Writing scripts
Include basic information on a script: give it a name, say when you created it, note where it ran last, etc This will help you to trace different versions, to cope with problems that arise with software updates, and to attribute your work to you.
###################################################################################################
# File-Name: advR_workFlow.r
# Date: 20/03/27
# Author: DD
# Machine: DD's MacBook Air
###################################################################################################
Executing the various commands in R requires to install and load additional packages to provide you with more tools than the ones offered by Base R (and beyond the packages RStudio loads automatically). Some packages you will need almost every time, some only occassionaly. Keeping a running list at the beginning of your script helps to have them handy and also to remember when you extended your tool kit into using a new package. This is the way to make your analysis sharable and replicable! When you share a file, avoid commands that change settings on others’ computers (e.g. with # r install.packages
or # r setwd()
).
First, define a running list of potentially required packages, then install if necessary # r for (pkg in pkgs) install.packages(pkg, character.only = TRUE)
and load packages. If you do not want to load a package because you only need to reference it once, type #r dplyr::mutate(data,newVariable=1)
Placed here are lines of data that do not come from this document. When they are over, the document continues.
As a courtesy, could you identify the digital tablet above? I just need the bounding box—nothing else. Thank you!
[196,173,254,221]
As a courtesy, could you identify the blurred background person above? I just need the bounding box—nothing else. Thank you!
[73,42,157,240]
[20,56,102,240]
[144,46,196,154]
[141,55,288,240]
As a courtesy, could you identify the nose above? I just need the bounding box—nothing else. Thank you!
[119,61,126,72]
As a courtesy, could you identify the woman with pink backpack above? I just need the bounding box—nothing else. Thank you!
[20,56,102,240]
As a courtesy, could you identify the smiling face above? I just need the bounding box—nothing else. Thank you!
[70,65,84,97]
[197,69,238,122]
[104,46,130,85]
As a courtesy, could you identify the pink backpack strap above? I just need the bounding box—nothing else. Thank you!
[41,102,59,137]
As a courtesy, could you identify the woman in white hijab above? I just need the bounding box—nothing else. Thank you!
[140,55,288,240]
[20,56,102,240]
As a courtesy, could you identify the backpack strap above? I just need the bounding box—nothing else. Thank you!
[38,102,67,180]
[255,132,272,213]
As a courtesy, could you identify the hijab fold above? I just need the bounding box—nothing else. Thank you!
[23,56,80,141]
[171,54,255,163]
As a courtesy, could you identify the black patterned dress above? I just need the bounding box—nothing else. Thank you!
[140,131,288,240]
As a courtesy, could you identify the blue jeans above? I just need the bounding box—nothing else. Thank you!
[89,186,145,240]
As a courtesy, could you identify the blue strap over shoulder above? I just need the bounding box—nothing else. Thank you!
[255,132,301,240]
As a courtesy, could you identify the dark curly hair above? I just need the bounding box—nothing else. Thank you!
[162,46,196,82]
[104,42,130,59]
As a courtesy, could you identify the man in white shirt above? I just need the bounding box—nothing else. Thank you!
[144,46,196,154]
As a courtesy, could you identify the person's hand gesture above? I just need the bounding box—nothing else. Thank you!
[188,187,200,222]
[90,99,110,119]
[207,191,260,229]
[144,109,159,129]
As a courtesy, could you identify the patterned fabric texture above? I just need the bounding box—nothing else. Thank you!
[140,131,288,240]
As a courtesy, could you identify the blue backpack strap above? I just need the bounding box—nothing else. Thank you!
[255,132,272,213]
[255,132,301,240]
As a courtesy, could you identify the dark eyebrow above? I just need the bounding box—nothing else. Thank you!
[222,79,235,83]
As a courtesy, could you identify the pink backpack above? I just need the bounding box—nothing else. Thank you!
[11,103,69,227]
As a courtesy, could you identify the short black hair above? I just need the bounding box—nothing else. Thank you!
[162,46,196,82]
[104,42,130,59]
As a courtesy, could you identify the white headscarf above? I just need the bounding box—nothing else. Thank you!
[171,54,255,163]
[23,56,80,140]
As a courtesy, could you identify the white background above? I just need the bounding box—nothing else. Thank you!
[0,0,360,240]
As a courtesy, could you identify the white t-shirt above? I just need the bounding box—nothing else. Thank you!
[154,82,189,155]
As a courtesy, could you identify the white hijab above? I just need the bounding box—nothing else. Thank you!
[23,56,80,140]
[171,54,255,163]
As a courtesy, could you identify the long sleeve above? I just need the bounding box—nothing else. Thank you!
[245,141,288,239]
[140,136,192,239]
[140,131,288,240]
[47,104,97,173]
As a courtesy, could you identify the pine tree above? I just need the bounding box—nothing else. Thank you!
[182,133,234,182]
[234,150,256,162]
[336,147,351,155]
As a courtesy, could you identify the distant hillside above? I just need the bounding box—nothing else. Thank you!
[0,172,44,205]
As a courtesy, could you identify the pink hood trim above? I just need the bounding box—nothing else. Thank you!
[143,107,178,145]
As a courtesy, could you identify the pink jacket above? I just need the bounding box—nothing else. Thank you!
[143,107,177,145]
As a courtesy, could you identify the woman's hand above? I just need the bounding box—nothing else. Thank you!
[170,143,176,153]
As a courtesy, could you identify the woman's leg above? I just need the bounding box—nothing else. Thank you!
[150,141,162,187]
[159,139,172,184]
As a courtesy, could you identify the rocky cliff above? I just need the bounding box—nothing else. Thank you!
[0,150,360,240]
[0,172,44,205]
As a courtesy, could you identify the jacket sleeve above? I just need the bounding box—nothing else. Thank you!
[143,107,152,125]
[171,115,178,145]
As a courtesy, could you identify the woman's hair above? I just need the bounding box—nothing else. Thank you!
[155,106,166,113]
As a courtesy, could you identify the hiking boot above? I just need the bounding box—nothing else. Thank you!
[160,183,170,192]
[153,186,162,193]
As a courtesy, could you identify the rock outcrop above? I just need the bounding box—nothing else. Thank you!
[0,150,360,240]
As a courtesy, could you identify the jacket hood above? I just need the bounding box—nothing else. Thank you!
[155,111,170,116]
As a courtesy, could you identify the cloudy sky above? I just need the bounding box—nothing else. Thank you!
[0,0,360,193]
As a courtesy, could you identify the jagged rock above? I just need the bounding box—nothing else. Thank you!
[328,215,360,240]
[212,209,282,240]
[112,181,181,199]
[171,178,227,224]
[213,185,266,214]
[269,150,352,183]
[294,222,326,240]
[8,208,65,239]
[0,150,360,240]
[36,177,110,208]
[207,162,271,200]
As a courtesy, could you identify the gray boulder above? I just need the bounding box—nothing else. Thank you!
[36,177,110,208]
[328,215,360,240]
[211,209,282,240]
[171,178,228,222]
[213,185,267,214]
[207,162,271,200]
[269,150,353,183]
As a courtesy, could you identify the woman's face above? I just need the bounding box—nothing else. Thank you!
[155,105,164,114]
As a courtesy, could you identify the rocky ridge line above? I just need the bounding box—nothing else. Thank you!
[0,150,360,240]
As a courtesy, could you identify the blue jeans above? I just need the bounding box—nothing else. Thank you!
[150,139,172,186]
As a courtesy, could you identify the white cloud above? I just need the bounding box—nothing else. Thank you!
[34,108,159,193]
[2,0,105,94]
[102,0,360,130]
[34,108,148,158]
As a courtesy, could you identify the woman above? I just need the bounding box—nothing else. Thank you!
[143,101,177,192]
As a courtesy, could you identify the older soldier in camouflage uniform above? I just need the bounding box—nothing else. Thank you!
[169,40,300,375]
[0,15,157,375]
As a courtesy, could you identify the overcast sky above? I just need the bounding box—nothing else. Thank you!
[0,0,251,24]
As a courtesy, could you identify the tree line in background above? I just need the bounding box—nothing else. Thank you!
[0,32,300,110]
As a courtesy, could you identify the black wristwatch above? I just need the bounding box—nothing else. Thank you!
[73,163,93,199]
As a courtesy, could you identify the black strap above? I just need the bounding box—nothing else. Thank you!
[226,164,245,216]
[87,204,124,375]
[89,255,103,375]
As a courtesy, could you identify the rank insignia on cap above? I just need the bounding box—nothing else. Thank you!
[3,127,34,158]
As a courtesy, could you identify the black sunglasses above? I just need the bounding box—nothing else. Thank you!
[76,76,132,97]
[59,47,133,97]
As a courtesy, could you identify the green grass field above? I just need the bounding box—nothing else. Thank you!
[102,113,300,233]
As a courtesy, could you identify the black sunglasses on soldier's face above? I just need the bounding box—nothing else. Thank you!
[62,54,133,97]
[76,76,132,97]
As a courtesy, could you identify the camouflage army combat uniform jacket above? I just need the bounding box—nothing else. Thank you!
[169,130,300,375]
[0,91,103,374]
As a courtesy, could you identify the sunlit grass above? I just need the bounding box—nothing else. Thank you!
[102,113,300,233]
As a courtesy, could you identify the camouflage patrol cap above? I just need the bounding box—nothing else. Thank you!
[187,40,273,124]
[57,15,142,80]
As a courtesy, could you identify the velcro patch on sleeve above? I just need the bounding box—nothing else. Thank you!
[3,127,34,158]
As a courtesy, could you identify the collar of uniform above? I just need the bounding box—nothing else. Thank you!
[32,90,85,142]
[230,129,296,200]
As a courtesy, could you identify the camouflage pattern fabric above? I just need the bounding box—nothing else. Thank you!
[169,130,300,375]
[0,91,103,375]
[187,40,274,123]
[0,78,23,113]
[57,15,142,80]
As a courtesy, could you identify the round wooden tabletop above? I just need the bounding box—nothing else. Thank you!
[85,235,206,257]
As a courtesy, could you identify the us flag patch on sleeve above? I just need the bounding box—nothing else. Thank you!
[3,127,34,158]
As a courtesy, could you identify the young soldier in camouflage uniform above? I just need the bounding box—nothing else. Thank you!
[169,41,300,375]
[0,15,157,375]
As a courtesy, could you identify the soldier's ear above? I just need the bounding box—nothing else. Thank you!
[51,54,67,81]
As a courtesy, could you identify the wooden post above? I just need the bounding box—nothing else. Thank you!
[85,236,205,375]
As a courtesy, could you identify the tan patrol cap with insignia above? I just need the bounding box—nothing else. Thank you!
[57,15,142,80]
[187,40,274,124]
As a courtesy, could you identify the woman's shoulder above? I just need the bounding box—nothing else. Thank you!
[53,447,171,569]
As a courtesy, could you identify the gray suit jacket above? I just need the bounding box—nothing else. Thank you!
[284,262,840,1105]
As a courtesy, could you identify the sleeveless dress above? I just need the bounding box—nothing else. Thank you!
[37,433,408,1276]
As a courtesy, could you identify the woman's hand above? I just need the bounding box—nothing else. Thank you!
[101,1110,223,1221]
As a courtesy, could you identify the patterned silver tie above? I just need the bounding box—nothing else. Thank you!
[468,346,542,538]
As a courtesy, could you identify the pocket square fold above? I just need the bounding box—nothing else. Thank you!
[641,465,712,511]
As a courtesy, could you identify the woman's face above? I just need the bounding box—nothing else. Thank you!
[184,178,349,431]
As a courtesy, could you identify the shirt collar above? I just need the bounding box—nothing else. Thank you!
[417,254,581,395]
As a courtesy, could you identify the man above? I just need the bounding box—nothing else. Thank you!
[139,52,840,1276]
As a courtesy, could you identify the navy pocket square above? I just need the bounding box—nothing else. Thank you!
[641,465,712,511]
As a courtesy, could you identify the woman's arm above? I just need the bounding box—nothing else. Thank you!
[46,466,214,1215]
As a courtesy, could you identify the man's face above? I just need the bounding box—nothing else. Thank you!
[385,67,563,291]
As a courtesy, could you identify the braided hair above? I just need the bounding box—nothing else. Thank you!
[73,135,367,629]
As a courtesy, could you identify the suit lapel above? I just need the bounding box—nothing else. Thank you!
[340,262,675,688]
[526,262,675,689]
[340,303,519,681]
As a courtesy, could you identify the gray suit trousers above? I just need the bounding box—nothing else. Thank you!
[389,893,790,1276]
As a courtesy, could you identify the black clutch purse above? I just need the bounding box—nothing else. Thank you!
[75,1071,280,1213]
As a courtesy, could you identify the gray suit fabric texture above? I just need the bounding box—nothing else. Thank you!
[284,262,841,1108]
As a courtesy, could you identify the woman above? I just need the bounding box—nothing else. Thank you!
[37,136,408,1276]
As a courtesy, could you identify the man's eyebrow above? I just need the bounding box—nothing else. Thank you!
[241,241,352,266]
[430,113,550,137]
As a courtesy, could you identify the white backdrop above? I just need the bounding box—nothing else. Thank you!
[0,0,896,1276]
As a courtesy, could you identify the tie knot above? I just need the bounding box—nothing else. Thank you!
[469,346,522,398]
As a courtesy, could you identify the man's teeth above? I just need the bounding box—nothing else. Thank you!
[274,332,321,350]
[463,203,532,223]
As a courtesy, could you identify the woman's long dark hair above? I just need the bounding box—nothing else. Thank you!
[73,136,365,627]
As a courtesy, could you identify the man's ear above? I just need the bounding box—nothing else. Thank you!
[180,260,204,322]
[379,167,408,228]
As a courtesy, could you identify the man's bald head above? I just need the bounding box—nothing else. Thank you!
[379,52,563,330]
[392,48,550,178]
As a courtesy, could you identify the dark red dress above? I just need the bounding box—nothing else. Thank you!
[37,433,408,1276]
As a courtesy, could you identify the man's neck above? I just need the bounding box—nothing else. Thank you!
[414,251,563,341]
, which will make installed packages, here dplyr, available for just that one command called.
Occassionaly you will be thrown error messages related to outdated version of packages; it helps to #r remove.packages('name_package')
and re-install. Occassionaly you will also load packages that use the same name for a command that does different things. With the conflicted-package, you can tell R which command from which package to prefer.
pkgs <- c("tidyverse","dplyr","ggplot2",'conflicted','rmarkdown')
for (pkg in pkgs) library(pkg, character.only = TRUE)
## ── Attaching packages ─────────────────────────────────────────────────────────────────────── tidyverse 1.2.1 ──
## ✔ ggplot2 3.2.1 ✔ purrr 0.3.2
## ✔ tibble 2.1.3 ✔ dplyr 0.8.3
## ✔ tidyr 1.0.0 ✔ stringr 1.4.0
## ✔ readr 1.3.1 ✔ forcats 0.4.0
## ── Conflicts ────────────────────────────────────────────────────────────────────────── tidyverse_conflicts() ──
## ✖ dplyr::filter() masks stats::filter()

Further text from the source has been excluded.